Si quiero reconciliarme con la gastronomía tendré que retomar las cenas de las terrazas, el único placer que me he permitido con mis amigos/as/ues. Hubo una época en que estaban de moda las cenas electorales, pero ahora ya ni eso. Lo único electoral que han visto mis ojos ha sido la banda compartida por Isabel Díaz Ayuso y Nacho Cano. Una escena estrafalaria y, si se me permite, ridícula.

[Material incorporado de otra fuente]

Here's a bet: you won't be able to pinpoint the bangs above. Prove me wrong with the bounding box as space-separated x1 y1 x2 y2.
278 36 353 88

Este invierno se nos han dado bien las terrazas. Todo hay que decirlo: había que reservar con un mes de antelación porque todas las del centro estaban tomadas. Algunas noches, la rasca pasaba a ras de suelo y nos helaba los pies. Los calefactores, esos aparatos altos con sombrero de seta, nos calentaban las ideas y chamuscaban el pelo.
Ayuso se ha pasado el último mes presumiendo de Madrid y de sí misma. Estaba encantada con las manadas de turistas que aterrizaban en la Plaza Mayor. Nunca he visto tantos franceses embutidos en los armarios de los pisos turísticos. Por cada madrileño que no pisaba la provincia de Segovia había doscientos franceses que sí pisaban Barajas. Puros despropósitos.